Although Isaac was the son of Abraham and the father of Jacob/Israel, he appears in the Genesis narrative more or less as background. He lived 180 years and was the chief of his tribe for 105 of those years.
Age | Event |
36 | Sarah, his mother dies |
40 | Marries his cousin Rebekah |
60 | Rebekah gives birth to twins |
75 | Abraham, his father dies |
100 | Esau marries Beeri the Hittite |
124 | His half-brother Ishmael dies |
125(?) | Jacob returns |
180 | Dies and is buried |
We know next to nothing about most of Isaac’s life. For most of his life, the Genesis narrative is focused on his son Jacob/Israel. While Isaac’s life could not have been uneventful or unremarkable, it is unrecorded.
It is clear from the text that some kind of famine drove Isaac’s household south into the region of the Negev and then north again, eventually settling in the region of Beersheba.
During this period in the south, Isaac interacts with the ruler of a people called Philistines (although they are clearly distinct from the later Philistines in the book of Judges and onward). The entire narrative (in Genesis 26) is an echo of Abraham’s own dealings with these people (in Genesis 20).

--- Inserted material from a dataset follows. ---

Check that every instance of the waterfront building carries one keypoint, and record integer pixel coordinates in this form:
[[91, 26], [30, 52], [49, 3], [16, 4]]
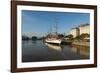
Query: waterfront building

He lived to see heartbreak. His sons were constantly in competition. His oldest son married Canaanites and rejected the culture and the God of his forefathers. His youngest son tricked him, then spent most of his life building up a competing tribe in Aram before returning to Canaan.
At his death, he had lived to see his grandsons perpetrate heinous acts – the mutilation of a city (Genesis 34), sexual sin (Gen 35:22), and possibly even the worst of all, selling one of their own into slavery (Genesis 37).